[MR] peer polling question

David Wendelken david_wendelken at nc.rr.com
Wed Jul 21 04:30:08 PDT 2010


>Subject: Re: [MR] Marshal Questions

Rebecca,

As an aside, please use a different header when talking about a totally
different subject.

That way, people interested in one topic are not confused or annoyed by
off-topic messages in the hijacked thread.


>Here's an interesting follow up question that came up during a group
conversation online last night.  

>Should knights (and perhaps all peers) be required to have associates in
order for their opinion to be considered valid on a polling?

>IE you have no associates?  Then you may discuss candidates for an order
but your polling is invalid or carries half the weight of the pollings from
those that do have >associates.

>Don't know of kingdom or society law would have to change for that to
happen which is the direction most of the discussion took most of the time.

>A side tangent to that was - do you live in kingdom?  No then your polling
is half the weight of those that do live in kingdom.
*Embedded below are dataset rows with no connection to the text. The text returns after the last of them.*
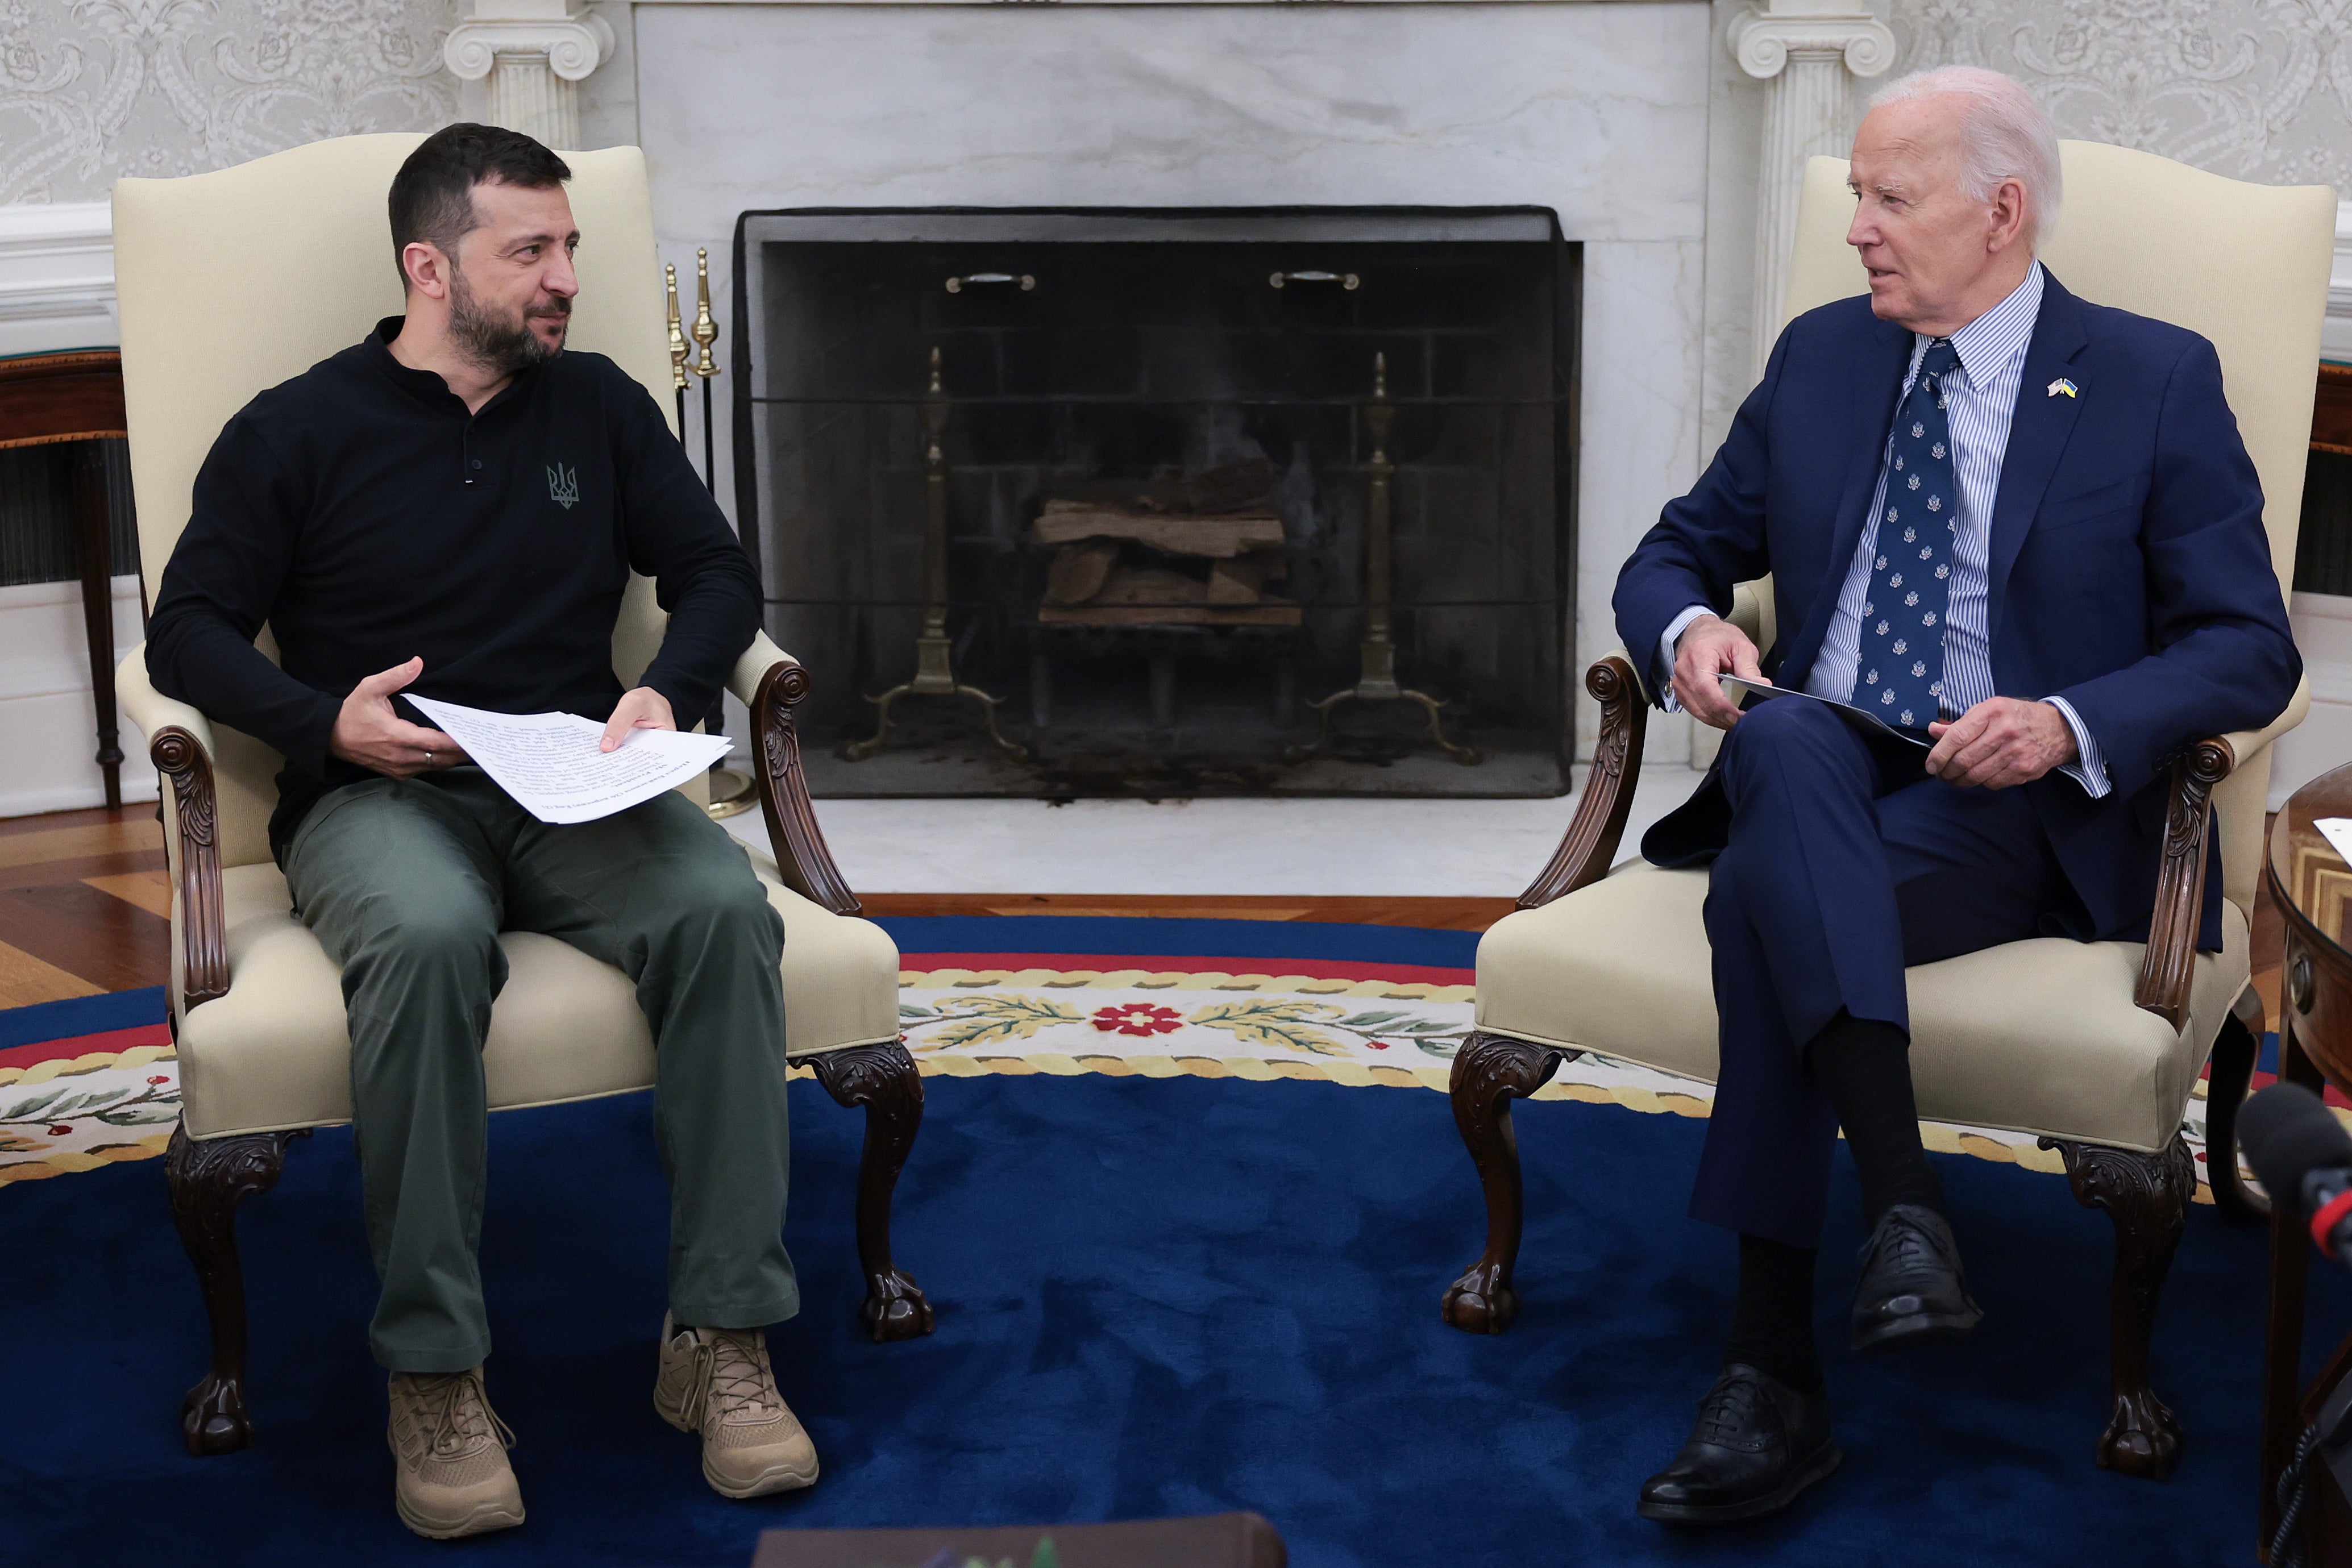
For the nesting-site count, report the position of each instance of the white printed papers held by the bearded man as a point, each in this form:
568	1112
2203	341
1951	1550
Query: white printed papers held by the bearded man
552	763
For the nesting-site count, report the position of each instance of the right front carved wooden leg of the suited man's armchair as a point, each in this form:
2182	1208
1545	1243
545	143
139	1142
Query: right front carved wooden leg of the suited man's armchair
2149	1198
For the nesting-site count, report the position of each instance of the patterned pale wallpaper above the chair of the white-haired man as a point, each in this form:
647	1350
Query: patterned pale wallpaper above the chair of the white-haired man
2247	88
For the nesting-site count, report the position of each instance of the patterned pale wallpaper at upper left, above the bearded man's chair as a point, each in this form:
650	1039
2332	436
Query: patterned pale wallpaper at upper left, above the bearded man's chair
93	91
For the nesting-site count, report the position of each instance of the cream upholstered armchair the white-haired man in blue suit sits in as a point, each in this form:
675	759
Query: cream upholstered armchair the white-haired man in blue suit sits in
2094	1047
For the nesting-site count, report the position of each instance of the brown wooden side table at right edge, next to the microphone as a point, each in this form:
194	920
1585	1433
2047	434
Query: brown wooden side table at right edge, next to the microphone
2313	890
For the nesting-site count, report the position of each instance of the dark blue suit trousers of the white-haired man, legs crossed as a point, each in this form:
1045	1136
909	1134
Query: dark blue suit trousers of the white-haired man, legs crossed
1845	864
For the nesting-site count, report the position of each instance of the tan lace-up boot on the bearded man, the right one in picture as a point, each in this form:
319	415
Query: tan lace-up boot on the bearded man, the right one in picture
716	1381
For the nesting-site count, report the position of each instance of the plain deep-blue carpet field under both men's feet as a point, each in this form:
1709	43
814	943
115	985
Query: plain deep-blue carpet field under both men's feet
1154	1299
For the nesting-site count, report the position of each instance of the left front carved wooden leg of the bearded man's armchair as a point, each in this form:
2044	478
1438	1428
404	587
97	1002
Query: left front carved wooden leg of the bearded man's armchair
208	1181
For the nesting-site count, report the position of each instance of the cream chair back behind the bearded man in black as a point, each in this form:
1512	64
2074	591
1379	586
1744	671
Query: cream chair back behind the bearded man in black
250	276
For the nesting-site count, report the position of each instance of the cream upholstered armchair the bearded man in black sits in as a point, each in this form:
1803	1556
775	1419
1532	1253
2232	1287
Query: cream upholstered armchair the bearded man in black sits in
234	283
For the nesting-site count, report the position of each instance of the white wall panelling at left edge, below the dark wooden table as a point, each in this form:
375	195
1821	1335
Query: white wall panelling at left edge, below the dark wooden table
48	725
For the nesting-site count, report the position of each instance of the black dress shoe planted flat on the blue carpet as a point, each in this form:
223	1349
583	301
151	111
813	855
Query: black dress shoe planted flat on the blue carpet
1756	1447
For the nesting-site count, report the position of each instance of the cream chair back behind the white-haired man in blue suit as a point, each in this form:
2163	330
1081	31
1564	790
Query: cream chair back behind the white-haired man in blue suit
2243	264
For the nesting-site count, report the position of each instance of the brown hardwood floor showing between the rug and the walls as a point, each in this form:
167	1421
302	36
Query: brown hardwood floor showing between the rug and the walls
86	909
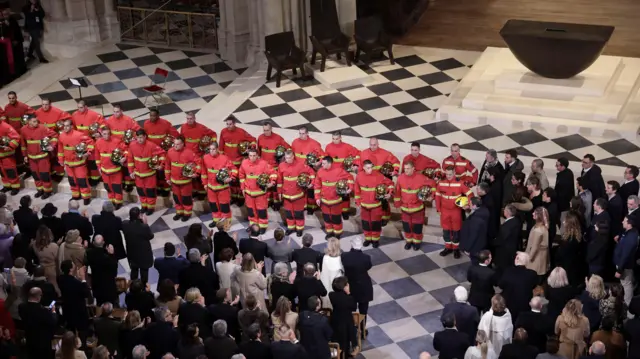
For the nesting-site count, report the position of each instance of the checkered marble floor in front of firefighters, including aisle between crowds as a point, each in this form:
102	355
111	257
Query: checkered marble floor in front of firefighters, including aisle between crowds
410	287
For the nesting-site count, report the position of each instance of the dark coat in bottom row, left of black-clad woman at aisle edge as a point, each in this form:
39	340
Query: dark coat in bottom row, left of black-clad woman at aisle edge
315	334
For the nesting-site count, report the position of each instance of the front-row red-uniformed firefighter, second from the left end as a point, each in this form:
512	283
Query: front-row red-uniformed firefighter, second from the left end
38	160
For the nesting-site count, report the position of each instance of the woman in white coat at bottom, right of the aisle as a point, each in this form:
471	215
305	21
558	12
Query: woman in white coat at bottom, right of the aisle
497	324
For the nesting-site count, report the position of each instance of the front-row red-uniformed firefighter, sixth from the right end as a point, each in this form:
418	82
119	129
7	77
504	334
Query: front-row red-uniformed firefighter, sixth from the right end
255	196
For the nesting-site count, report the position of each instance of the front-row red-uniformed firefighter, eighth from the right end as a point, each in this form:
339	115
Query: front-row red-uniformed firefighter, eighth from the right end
177	158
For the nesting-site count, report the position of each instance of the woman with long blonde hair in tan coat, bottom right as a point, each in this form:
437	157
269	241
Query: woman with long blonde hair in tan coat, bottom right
572	329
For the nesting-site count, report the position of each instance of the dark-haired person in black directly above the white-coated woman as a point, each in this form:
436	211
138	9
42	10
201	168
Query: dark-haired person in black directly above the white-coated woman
482	279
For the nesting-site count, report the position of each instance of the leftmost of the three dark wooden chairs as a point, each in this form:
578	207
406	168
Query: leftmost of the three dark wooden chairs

>Doubt any serious change in this direction would ever happen but it was an
interesting subject I'd never thought about before.

Peers don't vote.  They advise the Crown.

The Crown evaluates the worthiness of the advice and its source.

>From that perspective, it's a non-issue.

As a rule, I find it poorly constructed and unlikely to achieve its ends.

For example, a knight successfully trains all three of their squires, who
get knighted over a few months.  Under your rule, the knight would get half
a vote.  Another knight, who had unsuccessfully trained one squire for the
last 10 years, would get a full vote.  That's counter-productive if the
intent is to have knights actively training folks get more say in the
process.

A peer who moves out of kingdom permanently typically is released from
service and takes up service in their new kingdom.  Someone on an extended
temporary duty assignment might not do so.  Under the proposed rule, a
knight who knows the candidate really well, and keeps active contact with
that candidate, moves 1 mile across the border into Tennessee.  Their vote
would count half of a knight who lives in kingdom, never knew the candidate,
and hasn't even heard of them.  Again, the intent of the rule doesn't match
the results that would come from enforcing it.

In reality, the Crown - assuming it pays attention to the advice, which it
is not obligated to do - takes the circumstances into account and weighs
that advice accordingly. The opinion of some peers might be weighted more
than others because some peers are more respected by a given Crown than
others.  I know you have very definite opinions about the worthiness of some
peers, so I'm sure you'll understand why that is so.